Class DocTermOrds
This class enables fast access to multiple term ords for a specified field across all docIDs.
Like IFieldCache, it uninverts the index and holds a packed data structure in RAM to enable fast access. Unlike IFieldCache, it can handle multi-valued fields, and, it does not hold the term bytes in RAM. Rather, you must obtain a TermsEnum from the GetOrdTermsEnum(AtomicReader) method, and then seek-by-ord to get the term's bytes.
While normally term ords are type System.Int64, in this API they are System.Int32 as the internal representation here cannot address more than MAX_INT32 unique terms. Also, typically this class is used on fields with relatively few unique terms vs the number of documents. In addition, there is an internal limit (16 MB) on how many bytes each chunk of documents may consume. If you trip this limit you'll hit an System.InvalidOperationException.
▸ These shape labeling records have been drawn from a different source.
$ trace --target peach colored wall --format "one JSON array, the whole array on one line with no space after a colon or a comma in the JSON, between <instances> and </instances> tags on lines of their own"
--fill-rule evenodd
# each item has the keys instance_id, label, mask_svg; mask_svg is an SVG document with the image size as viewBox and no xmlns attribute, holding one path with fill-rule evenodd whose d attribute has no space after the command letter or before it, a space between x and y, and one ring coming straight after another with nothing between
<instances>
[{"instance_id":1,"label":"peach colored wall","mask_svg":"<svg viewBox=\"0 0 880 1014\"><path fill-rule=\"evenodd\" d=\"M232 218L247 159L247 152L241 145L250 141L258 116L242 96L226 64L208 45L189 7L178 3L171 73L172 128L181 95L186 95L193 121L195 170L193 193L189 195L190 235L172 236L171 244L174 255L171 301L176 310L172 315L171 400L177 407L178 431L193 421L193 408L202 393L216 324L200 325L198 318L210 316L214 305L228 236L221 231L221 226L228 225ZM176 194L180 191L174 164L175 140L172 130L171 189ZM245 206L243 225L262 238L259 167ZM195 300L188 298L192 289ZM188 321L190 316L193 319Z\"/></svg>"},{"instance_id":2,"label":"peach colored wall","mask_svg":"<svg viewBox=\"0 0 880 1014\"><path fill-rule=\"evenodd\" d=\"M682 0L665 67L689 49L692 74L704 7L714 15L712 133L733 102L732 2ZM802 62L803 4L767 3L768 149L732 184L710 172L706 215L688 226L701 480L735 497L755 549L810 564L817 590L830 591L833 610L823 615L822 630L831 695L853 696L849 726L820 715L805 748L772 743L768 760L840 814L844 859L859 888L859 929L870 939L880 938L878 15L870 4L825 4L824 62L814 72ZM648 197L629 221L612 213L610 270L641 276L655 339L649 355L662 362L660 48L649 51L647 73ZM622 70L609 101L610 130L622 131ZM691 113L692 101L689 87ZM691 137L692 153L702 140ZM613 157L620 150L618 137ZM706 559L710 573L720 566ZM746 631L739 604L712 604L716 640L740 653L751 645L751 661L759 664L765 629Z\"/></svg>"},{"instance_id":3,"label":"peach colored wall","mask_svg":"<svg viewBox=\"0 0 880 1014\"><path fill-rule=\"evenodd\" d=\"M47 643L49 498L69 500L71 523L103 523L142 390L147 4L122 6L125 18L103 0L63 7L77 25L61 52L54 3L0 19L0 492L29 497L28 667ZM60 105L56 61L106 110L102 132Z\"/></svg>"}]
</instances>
Deleted documents are skipped during uninversion, and if you look them up you'll get 0 ords.
The returned per-document ords do not retain their original order in the document. Instead they are returned in sorted (by ord, ie term's BytesRef comparer) order. They are also de-dup'd (ie if doc has same term more than once in this field, you'll only get that ord back once).
This class tests whether the provided reader is able to retrieve terms by ord (ie, it's single segment, and it uses an ord-capable terms index). If not, this class will create its own term index internally, allowing to create a wrapped TermsEnum that can handle ord. The GetOrdTermsEnum(AtomicReader) method then provides this wrapped enum, if necessary.
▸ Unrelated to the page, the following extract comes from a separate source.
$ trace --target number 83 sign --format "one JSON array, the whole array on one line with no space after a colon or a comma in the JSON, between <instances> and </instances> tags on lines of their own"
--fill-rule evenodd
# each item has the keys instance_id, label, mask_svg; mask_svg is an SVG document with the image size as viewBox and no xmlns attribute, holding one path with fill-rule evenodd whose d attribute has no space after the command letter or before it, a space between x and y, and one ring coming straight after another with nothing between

The RAM consumption of this class can be high!
Note
This API is experimental and might change in incompatible ways in the next release.
Inheritance
Inherited Members
Namespace: Lucene.Net.Index
Assembly: Lucene.Net.dll
Syntax
public class DocTermOrds
Remarks
Final form of the un-inverted field:
- Each document points to a list of term numbers that are contained in that document.
- Term numbers are in sorted order, and are encoded as variable-length deltas from the previous term number. Real term numbers start at 2 since 0 and 1 are reserved. A term number of 0 signals the end of the termNumber list.
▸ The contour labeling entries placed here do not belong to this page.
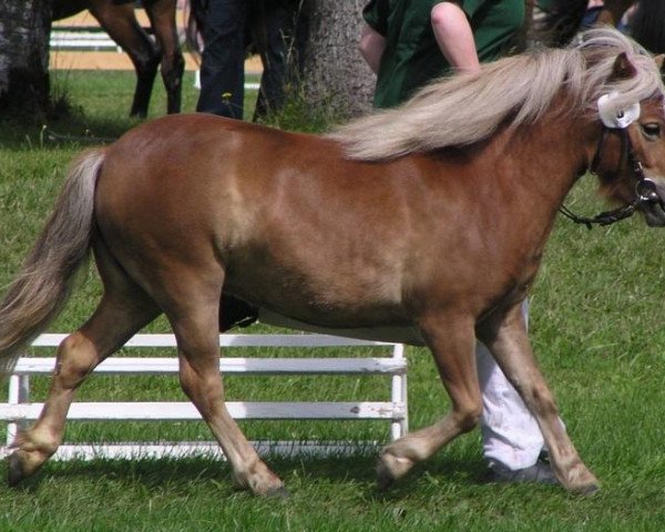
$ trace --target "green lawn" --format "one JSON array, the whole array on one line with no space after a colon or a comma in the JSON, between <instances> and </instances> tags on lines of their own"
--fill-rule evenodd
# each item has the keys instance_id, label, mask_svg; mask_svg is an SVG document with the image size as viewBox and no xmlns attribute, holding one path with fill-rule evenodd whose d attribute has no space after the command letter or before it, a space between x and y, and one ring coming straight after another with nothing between
<instances>
[{"instance_id":1,"label":"green lawn","mask_svg":"<svg viewBox=\"0 0 665 532\"><path fill-rule=\"evenodd\" d=\"M54 85L66 94L73 116L45 124L0 122L0 286L18 270L72 156L91 137L114 137L137 123L125 116L131 73L58 73ZM190 79L185 111L194 109L196 99L191 85ZM250 101L247 108L250 113ZM154 116L163 109L157 88ZM61 135L59 141L52 140L53 133ZM581 181L567 204L585 214L606 207L595 198L591 176ZM663 238L637 217L591 232L561 218L533 288L532 340L573 441L602 482L596 495L483 483L480 438L474 431L387 493L375 489L371 454L272 458L270 466L291 493L286 501L235 491L228 467L215 460L51 462L27 485L2 488L0 531L664 530ZM94 308L99 291L91 268L86 284L51 330L80 325ZM149 330L166 330L164 320ZM410 426L419 428L439 419L448 400L428 352L409 348L407 355ZM35 397L43 396L45 385L37 382ZM234 400L382 400L388 389L385 380L374 377L233 377L227 387ZM80 397L156 400L180 399L182 392L175 379L93 377ZM209 438L201 423L102 424L70 423L68 440ZM379 422L246 422L243 427L250 439L383 440L388 429Z\"/></svg>"}]
</instances>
- There is a single int[maxDoc()] which either contains a pointer into a byte[] for the termNumber lists, or directly contains the termNumber list if it fits in the 4 bytes of an integer. If the first byte in the integer is 1, the next 3 bytes are a pointer into a byte[] where the termNumber list starts.
- There are actually 256 byte arrays, to compensate for the fact that the pointers into the byte arrays are only 3 bytes long. The correct byte array for a document is a function of it's id.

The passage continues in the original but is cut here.